= 2995: The Legion of Super-Heroes Sourcebook =

2995: The Legion of Super-Heroes Sourcebook is a 1992 role-playing supplement for DC Heroes published by Mayfair Games.

==Contents==
2995: The Legion of Super-Heroes Sourcebook is a supplement in which the Legion of Super-Heroes and the 30th Century are detailed.

==Publication history==
Shannon Appelcline noted that "2995: The Legion of Super-Heroes Sourcebook (1992) was an even more unique release for the RPG industry. It was written by then-authors of the Legion of Super-Heroes comic (v4: 1989-1994) and contained background information that had not yet been revealed in the comic.

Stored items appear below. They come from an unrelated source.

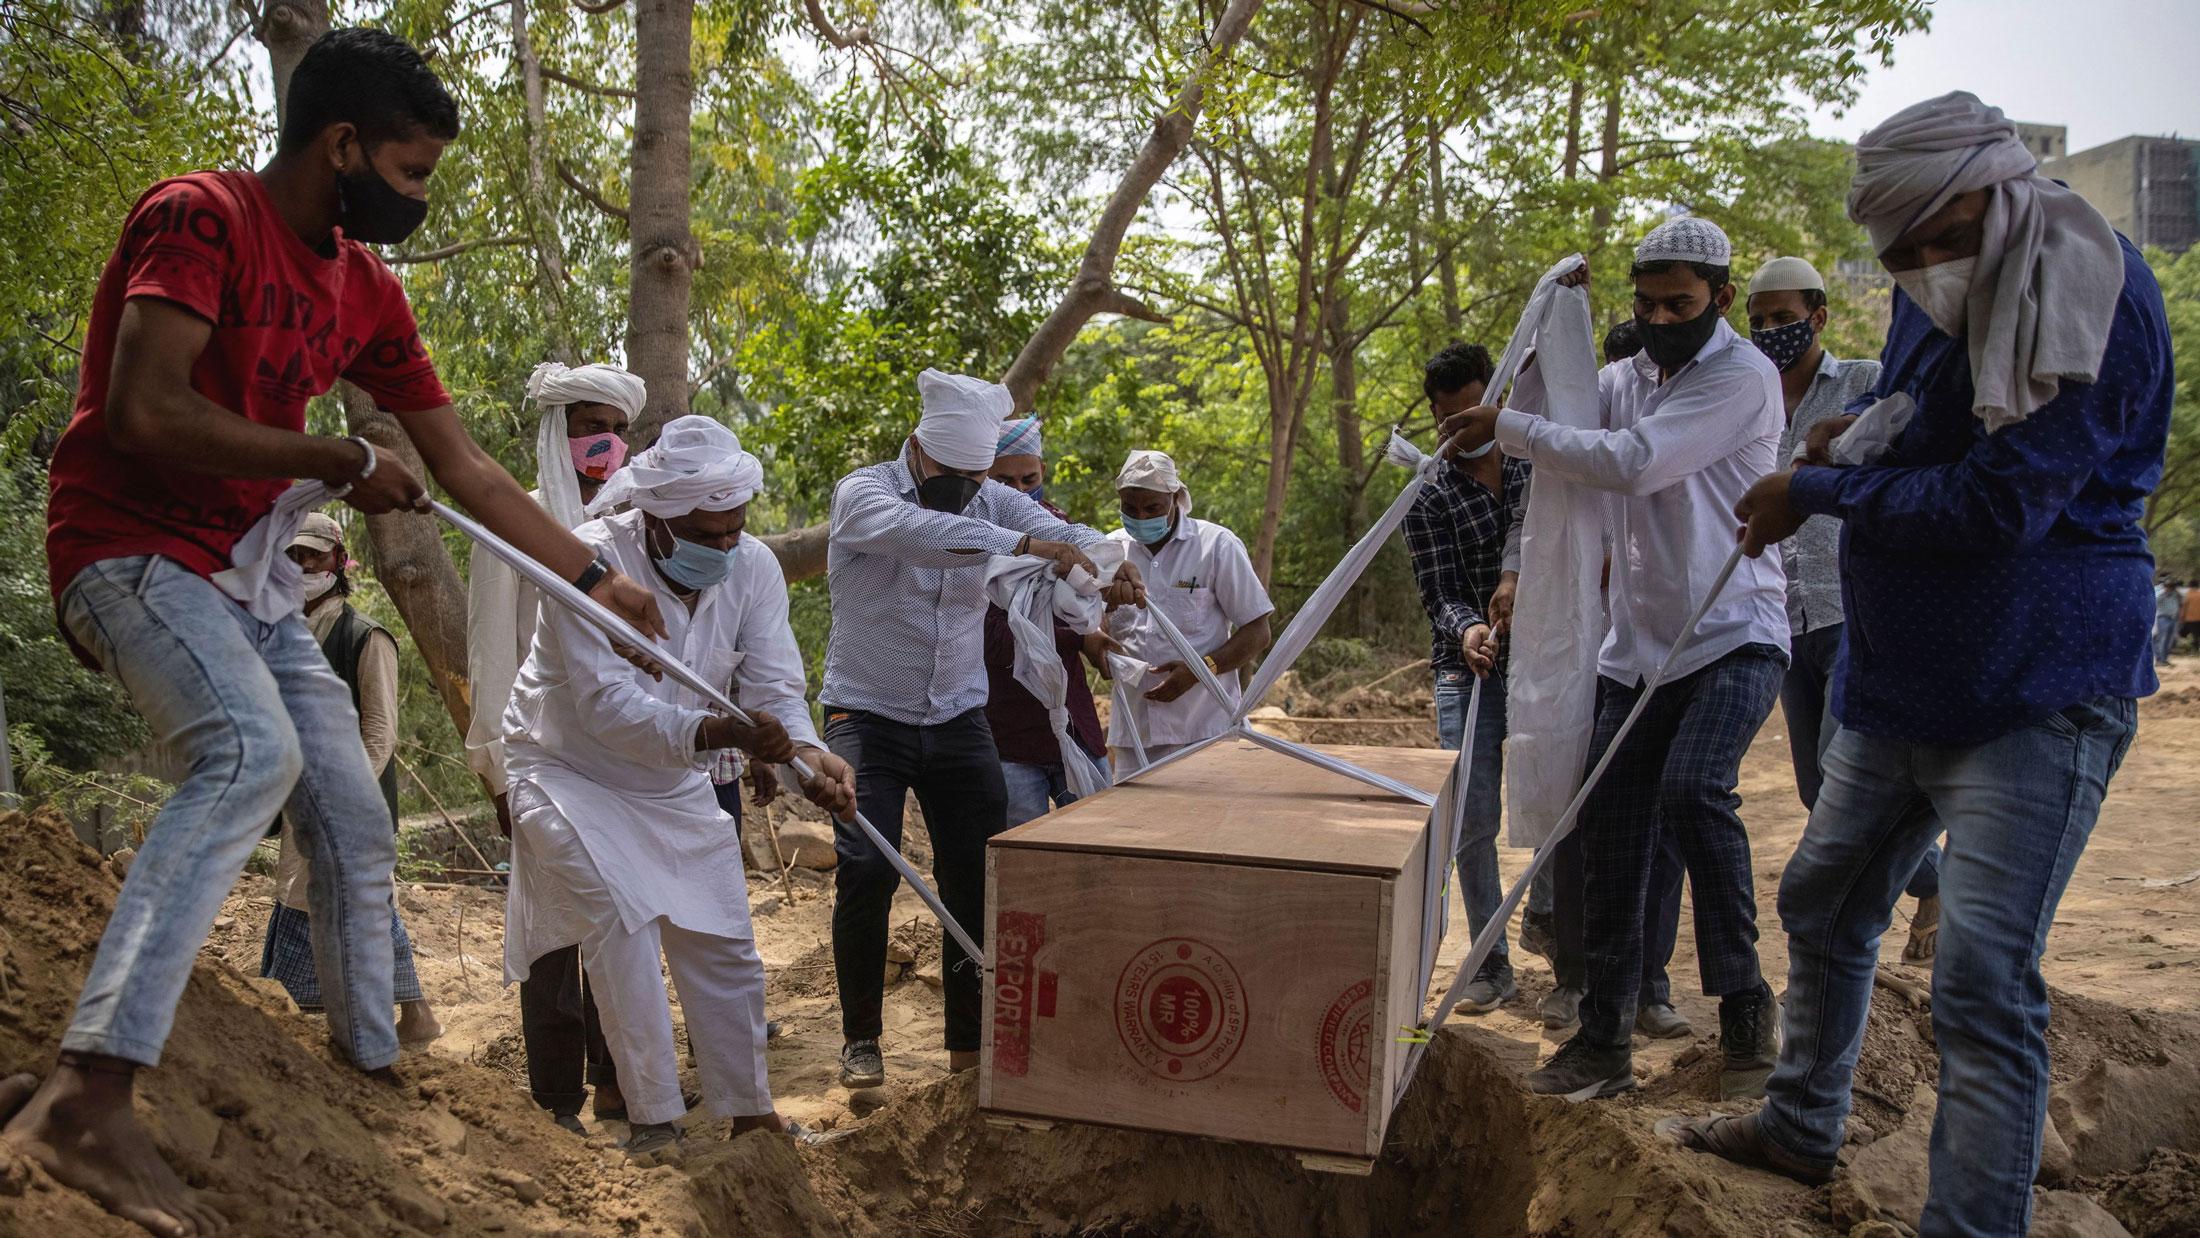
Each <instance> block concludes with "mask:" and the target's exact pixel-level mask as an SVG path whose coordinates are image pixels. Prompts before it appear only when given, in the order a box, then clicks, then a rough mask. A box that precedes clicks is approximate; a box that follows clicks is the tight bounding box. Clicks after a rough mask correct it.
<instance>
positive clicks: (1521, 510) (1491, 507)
mask: <svg viewBox="0 0 2200 1238" xmlns="http://www.w3.org/2000/svg"><path fill="white" fill-rule="evenodd" d="M1527 477H1529V464H1527V460H1518V457H1514V455H1507V457H1505V482H1503V486H1500V488H1503V490H1505V493H1503V495H1492V493H1489V490H1487V488H1485V486H1483V484H1481V482H1476V479H1472V477H1467V475H1465V471H1461V468H1456V466H1452V468H1439V471H1437V475H1434V477H1430V482H1428V486H1423V488H1421V497H1417V499H1415V501H1412V508H1408V510H1406V550H1408V552H1412V578H1415V583H1417V585H1419V587H1421V607H1423V609H1428V629H1430V638H1432V649H1430V653H1428V662H1430V668H1432V671H1465V668H1467V660H1465V655H1463V653H1461V651H1459V640H1461V638H1463V635H1465V633H1467V629H1470V627H1474V624H1478V622H1489V594H1494V592H1496V587H1498V576H1500V574H1503V572H1505V567H1507V563H1511V565H1514V567H1518V548H1520V519H1522V517H1525V515H1527ZM1503 657H1505V651H1503V646H1498V664H1500V666H1503Z"/></svg>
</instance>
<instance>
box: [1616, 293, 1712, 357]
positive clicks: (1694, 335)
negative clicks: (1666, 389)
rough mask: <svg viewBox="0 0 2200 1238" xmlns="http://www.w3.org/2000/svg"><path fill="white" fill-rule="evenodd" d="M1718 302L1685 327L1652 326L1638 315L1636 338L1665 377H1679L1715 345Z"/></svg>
mask: <svg viewBox="0 0 2200 1238" xmlns="http://www.w3.org/2000/svg"><path fill="white" fill-rule="evenodd" d="M1718 317H1720V314H1718V301H1712V303H1709V306H1705V308H1703V312H1701V314H1696V317H1694V319H1687V321H1685V323H1652V321H1650V319H1646V317H1641V314H1635V334H1639V336H1641V341H1643V352H1646V354H1650V361H1654V363H1657V367H1659V369H1663V372H1665V374H1676V372H1679V369H1681V367H1683V365H1687V363H1690V361H1696V354H1698V352H1703V345H1705V343H1709V341H1712V332H1716V330H1718Z"/></svg>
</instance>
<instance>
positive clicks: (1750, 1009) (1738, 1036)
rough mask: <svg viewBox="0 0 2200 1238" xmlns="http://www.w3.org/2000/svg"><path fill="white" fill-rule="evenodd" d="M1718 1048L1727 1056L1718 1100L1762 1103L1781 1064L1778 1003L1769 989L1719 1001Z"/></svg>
mask: <svg viewBox="0 0 2200 1238" xmlns="http://www.w3.org/2000/svg"><path fill="white" fill-rule="evenodd" d="M1718 1047H1720V1049H1723V1051H1725V1055H1727V1062H1725V1069H1723V1071H1720V1073H1718V1097H1720V1099H1762V1097H1764V1082H1767V1080H1771V1077H1773V1064H1775V1062H1778V1060H1780V1003H1778V1001H1773V990H1771V987H1769V985H1758V992H1751V994H1729V996H1723V998H1718Z"/></svg>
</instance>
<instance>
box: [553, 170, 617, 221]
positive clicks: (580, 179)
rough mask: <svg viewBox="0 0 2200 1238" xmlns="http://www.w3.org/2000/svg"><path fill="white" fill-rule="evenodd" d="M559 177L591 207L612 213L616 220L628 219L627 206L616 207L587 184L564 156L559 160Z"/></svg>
mask: <svg viewBox="0 0 2200 1238" xmlns="http://www.w3.org/2000/svg"><path fill="white" fill-rule="evenodd" d="M557 178H559V180H563V183H565V187H568V189H572V191H574V194H579V196H581V200H583V202H587V205H590V207H596V209H598V211H603V213H605V215H612V218H614V220H627V209H625V207H614V205H612V202H609V200H607V198H605V196H603V194H596V191H594V189H592V187H590V185H587V180H581V176H579V174H576V172H574V169H572V167H570V165H568V163H565V161H563V158H561V161H557Z"/></svg>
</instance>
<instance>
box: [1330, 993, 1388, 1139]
mask: <svg viewBox="0 0 2200 1238" xmlns="http://www.w3.org/2000/svg"><path fill="white" fill-rule="evenodd" d="M1373 998H1375V981H1360V983H1357V985H1353V987H1349V990H1344V992H1342V994H1338V1001H1333V1003H1329V1014H1324V1016H1322V1040H1320V1058H1322V1080H1327V1082H1329V1095H1333V1097H1338V1104H1342V1106H1344V1108H1349V1110H1353V1113H1360V1110H1362V1108H1366V1102H1368V1064H1371V1060H1373V1036H1375V1001H1373Z"/></svg>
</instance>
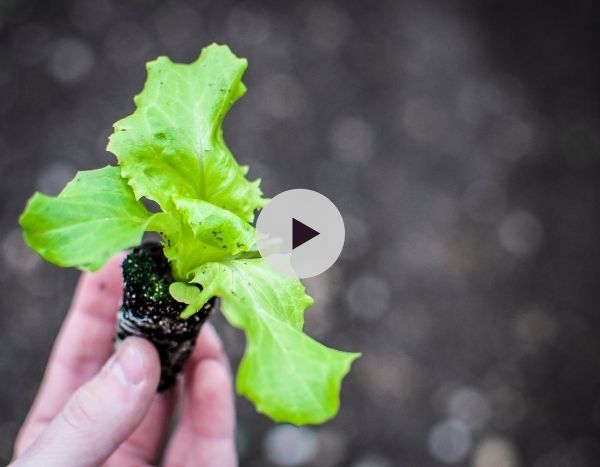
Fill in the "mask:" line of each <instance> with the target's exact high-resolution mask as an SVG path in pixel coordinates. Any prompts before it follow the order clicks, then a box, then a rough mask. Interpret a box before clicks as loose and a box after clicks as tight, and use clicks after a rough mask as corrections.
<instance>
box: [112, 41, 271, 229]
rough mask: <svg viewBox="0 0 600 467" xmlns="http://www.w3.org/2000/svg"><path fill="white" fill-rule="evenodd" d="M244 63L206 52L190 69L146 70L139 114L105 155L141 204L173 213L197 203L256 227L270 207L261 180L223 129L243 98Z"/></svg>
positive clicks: (138, 112) (225, 51) (119, 133)
mask: <svg viewBox="0 0 600 467" xmlns="http://www.w3.org/2000/svg"><path fill="white" fill-rule="evenodd" d="M246 67H247V61H246V60H245V59H241V58H238V57H236V56H235V55H234V54H233V53H232V52H231V51H230V50H229V48H228V47H227V46H219V45H216V44H213V45H211V46H209V47H206V48H205V49H203V51H202V53H201V54H200V57H199V58H198V59H197V60H196V61H195V62H193V63H191V64H176V63H173V62H171V60H170V59H169V58H167V57H160V58H158V59H156V60H154V61H152V62H150V63H148V65H147V70H148V79H147V81H146V84H145V86H144V89H143V91H142V92H141V93H140V94H139V95H137V96H136V97H135V104H136V110H135V112H134V113H133V114H131V115H130V116H128V117H126V118H124V119H122V120H119V121H118V122H117V123H115V125H114V133H113V135H112V136H111V137H110V142H109V144H108V148H107V149H108V150H109V151H111V152H112V153H113V154H114V155H115V156H116V157H117V159H118V160H119V165H120V166H121V170H122V175H123V176H124V177H126V178H127V179H128V180H129V184H130V185H131V186H132V188H133V191H134V192H135V194H136V196H137V197H138V198H140V197H142V196H145V197H147V198H149V199H151V200H154V201H156V202H157V203H158V204H159V205H160V206H161V208H162V209H163V210H164V211H172V210H174V208H175V206H174V204H173V203H174V202H173V199H174V198H175V197H180V198H197V199H202V200H204V201H207V202H210V203H212V204H215V205H217V206H219V207H221V208H224V209H227V210H229V211H231V212H233V213H234V214H236V215H238V216H239V217H241V218H242V219H244V220H246V221H248V222H251V221H252V219H253V216H254V211H255V210H256V209H259V208H261V207H262V206H263V205H264V203H265V200H264V199H263V198H262V196H261V195H262V192H261V191H260V188H259V183H260V180H256V181H254V182H250V181H249V180H247V179H246V173H247V171H248V168H247V167H246V166H240V165H238V163H237V162H236V161H235V159H234V157H233V155H232V154H231V152H230V151H229V149H228V148H227V146H226V145H225V142H224V141H223V135H222V129H221V124H222V122H223V118H224V117H225V114H226V113H227V111H228V110H229V109H230V107H231V106H232V104H233V103H234V102H235V101H236V100H237V99H239V98H240V97H241V96H242V95H243V94H244V93H245V91H246V88H245V86H244V84H243V83H242V81H241V78H242V75H243V73H244V71H245V70H246Z"/></svg>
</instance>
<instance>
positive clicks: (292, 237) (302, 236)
mask: <svg viewBox="0 0 600 467" xmlns="http://www.w3.org/2000/svg"><path fill="white" fill-rule="evenodd" d="M317 235H319V232H317V231H316V230H315V229H311V228H310V227H309V226H308V225H306V224H303V223H302V222H300V221H299V220H298V219H296V218H295V217H292V250H295V249H296V248H298V247H299V246H300V245H304V244H305V243H306V242H308V241H309V240H311V239H313V238H315V237H316V236H317Z"/></svg>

Though material from Star Trek and Star Wars RPG sourcebooks has occasionally influenced the licensor, this is one of the very few cases where a supplement was deliberately written to reveal information for a larger license."

==Reception==
Gene Alloway reviewed The 2995 Legion of Super-Heroes Sourcebook in White Wolf #36 (1993), rating it a 2 out of 5 and stated that "The Legion Sourcebook is a welcome addition to the DC Heroes line of products. Keeping in mind its limitation, I do recommend it for those players wanting to expand their campaigns into the 30th century, but not for others. Be aware you will probably need the Atlas of the DC Universe as well."